Fortunately, CMS has relaxed this interpretation. The current
requirement states that, as a part of the informed consent process, a patient
must be informed if any practitioners who are not physicians will perform
important parts of the surgery or administer the anesthesia, the types of tasks
the practitioner may carry out, and that the practitioner will be performing
only tasks within their scope of practice for which they have been granted
privileges by the hospital. Hospitals are no longer required to identify a
specific practitioner; rather, hospitals may state generally the types of
practitioners who will perform important parts of the surgery.
Hospitals may consider revising their standard consent forms to
more easily meet CMS’ latest requirements. For example, the forms could include
a list of the types of practitioners likely to participate in the surgery and
provide a checkbox next to each type of practitioner.

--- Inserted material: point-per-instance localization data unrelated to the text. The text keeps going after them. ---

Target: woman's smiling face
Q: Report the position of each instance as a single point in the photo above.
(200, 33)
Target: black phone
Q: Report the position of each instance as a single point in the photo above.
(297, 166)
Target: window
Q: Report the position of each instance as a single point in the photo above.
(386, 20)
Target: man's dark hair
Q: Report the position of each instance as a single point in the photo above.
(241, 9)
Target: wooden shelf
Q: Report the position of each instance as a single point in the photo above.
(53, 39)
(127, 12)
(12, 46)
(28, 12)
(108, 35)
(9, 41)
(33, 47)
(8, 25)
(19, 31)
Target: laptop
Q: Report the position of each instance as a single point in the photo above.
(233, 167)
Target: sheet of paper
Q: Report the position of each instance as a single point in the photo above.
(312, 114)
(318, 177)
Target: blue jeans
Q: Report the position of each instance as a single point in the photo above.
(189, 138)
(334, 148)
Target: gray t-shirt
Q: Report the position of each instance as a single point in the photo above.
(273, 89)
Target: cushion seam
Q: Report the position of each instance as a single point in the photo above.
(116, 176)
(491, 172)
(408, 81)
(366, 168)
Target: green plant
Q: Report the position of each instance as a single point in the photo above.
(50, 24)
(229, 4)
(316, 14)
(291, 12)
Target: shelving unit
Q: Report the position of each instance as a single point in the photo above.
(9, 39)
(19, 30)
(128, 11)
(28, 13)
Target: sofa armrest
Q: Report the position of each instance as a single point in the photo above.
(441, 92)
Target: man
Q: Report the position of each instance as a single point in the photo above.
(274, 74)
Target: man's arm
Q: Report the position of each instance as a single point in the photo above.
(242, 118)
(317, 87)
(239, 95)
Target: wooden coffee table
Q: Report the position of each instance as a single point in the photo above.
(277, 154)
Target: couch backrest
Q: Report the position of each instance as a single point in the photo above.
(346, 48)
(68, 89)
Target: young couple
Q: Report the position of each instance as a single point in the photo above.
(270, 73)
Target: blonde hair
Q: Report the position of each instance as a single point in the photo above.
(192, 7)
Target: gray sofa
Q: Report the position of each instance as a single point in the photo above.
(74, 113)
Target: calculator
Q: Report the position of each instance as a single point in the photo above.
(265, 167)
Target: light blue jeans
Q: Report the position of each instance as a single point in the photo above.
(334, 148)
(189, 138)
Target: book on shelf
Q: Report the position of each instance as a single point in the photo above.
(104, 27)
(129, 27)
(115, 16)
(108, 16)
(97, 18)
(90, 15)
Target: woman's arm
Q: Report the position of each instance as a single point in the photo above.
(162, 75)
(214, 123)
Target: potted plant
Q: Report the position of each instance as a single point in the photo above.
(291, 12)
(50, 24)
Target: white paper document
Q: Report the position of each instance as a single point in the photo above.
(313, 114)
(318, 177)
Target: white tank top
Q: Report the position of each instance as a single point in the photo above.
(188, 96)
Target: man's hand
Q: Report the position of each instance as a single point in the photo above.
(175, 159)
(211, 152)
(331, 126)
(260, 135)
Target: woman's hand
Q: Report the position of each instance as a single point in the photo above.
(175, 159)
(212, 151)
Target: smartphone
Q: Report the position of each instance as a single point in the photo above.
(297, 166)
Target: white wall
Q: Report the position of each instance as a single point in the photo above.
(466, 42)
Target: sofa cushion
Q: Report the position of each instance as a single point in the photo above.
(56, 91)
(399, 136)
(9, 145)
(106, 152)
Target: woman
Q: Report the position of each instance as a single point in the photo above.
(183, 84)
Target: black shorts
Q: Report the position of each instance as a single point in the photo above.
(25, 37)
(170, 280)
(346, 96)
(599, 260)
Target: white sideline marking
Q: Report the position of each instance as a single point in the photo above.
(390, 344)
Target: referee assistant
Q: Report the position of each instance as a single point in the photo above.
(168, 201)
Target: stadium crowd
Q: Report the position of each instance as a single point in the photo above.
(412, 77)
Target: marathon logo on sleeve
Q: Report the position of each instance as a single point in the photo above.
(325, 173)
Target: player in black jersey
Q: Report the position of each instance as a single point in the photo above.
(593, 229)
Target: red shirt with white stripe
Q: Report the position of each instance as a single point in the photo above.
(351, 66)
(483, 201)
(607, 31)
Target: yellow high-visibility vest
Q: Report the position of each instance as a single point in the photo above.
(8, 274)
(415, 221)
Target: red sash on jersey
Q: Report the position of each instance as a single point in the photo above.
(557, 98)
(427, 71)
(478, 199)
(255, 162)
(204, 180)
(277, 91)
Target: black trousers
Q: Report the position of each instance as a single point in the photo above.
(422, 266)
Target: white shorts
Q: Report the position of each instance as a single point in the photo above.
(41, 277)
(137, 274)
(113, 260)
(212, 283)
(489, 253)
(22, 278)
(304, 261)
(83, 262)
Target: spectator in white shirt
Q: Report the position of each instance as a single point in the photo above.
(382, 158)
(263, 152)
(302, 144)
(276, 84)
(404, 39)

If you have any questions about these recent developments, feel
free to contact a member of the Thompson Coburn Health Care Group.
2007 Physician Quality Reporting Initiative Bonus
Payments
CMS has unveiled the 2007 Physician Quality Reporting
Initiative or “PQRI.” The PQRI is CMS’ voluntary pay for performance financial
incentive program for physicians. Like the 2006 program, CMS is using the PQRI
to gain experience with linking Medicare physician payments to quality
measures. While the 2006 program had 16 quality measures, the 2007 program has
over 70 quality measures and greatly expands the physician’s ability to obtain
a bonus.
The 2007 PQRI reporting period is July 1, 2007 through December
31, 2007. The PQRI is entirely voluntary, but physicians who participate are
eligible for a lump sum bonus payment of up to 1.5% of the Medicare Physicians
Fee Schedule. The bonus will apply to allowed charges for all covered
professional services, not just those charges associated with the quality
measures. The bonus is subject to a cap which applies when the physician rarely
reports the quality measures. The lump sum bonus payment will occur in
mid-2008. The patient will not receive notice of the bonus.
To participate in the PQRI, physicians should review the 2007
PQRI Quality Measure Specifications. The physicians should select the quality
measures appropriate to their patient panels. Once the 2007 PQRI starts in
July, the physician must submit the specified quality data codes on the
specified claims using the appropriate CPT Category II codes or G codes. The
quality data collected by CMS will not be publicly reported. However,
physicians will be able to log in to a confidential web site to obtain feedback
from CMS. To participate in the PQRI, physicians should review the 2007 PQRI Quality Measure Specifications.
We encourage physicians to review the quality measures to
determine the difficulty of reporting the additional codes, including the
administrative time required to do so, and the likely frequency of the
reporting. This information will determine whether participation in the 2007
PQRI would benefit the physician’s practice.